Selain dibangku cadangkan, Ballotelli juga sering absen karena hukuman kartu merah yang selalu dilakukannya. Bahkan rekan setimnya, Valentin Eysseric memberikan komentar kepada dirinya, dia menyatakan Ballotelli seperti tidak ingin menyatu dengan Nice.
“Maafkan saya, tapi saya harus jujur. Saya mengatakan apa yang sebenarnya terjadi,” ungkap Eysseric kepada beIN Sport.
“Seperti ada rasa malu saat ia menundukkan kepalanya, Anda melihatnya setiap hari dalam sesi latihan. Dia nampak seperti pemain yang hebat. Tapi dia justru seperti merasa tidak ingin memiliki hubungan dengan kami,” tambahnya.

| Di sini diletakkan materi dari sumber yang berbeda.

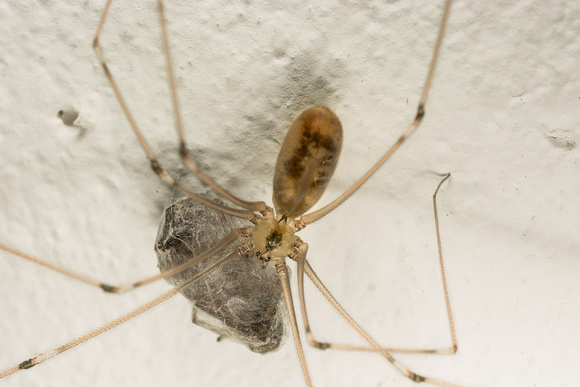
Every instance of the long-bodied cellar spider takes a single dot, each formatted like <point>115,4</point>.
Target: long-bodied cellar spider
<point>513,225</point>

Ballotelli yang direkrut dari Liverpool dengan status bebas transfer ini memang dikenal dengan sifat tempramentalnya dan kerap kali tidak bisa di atur, bahkan hubungan dia dengan klub sebelumnya juga tidak berjalan dengan mulus.
Eysseric menambahkan juga tentang penampilan Ballotelli ini, dia dikenal sebagai pemain berkualitas yang akan dibutuhkan tim dengan kontribusinya, namun kenyataannya berbanding terbalik dengan harapan yang diinginkan dari beberapa pihak klub tersebut.
“Dia benar-benar mengecewakan. Kami bisa saja memakai jasanya untuk membantu kami dalam permainan. Tapi kami tahu pelatih menuntut ada upaya keras dari timnya. Dia tidak akan senang dengan apa yang ditampilkan oleh Balotelli,” katanya.
Buntut kekecewaan ini terlihat ketika Nice melawan Stade Rennais pada lanjutan pertandingan Ligue 1 akhir pekan lalu, Ballotelli tidak dimasukkan daftar pemain, bahkan tidak sebagai pemain cadangan padahal kondisinya saat ini sedang bugar dan tidak menjalani hukuman.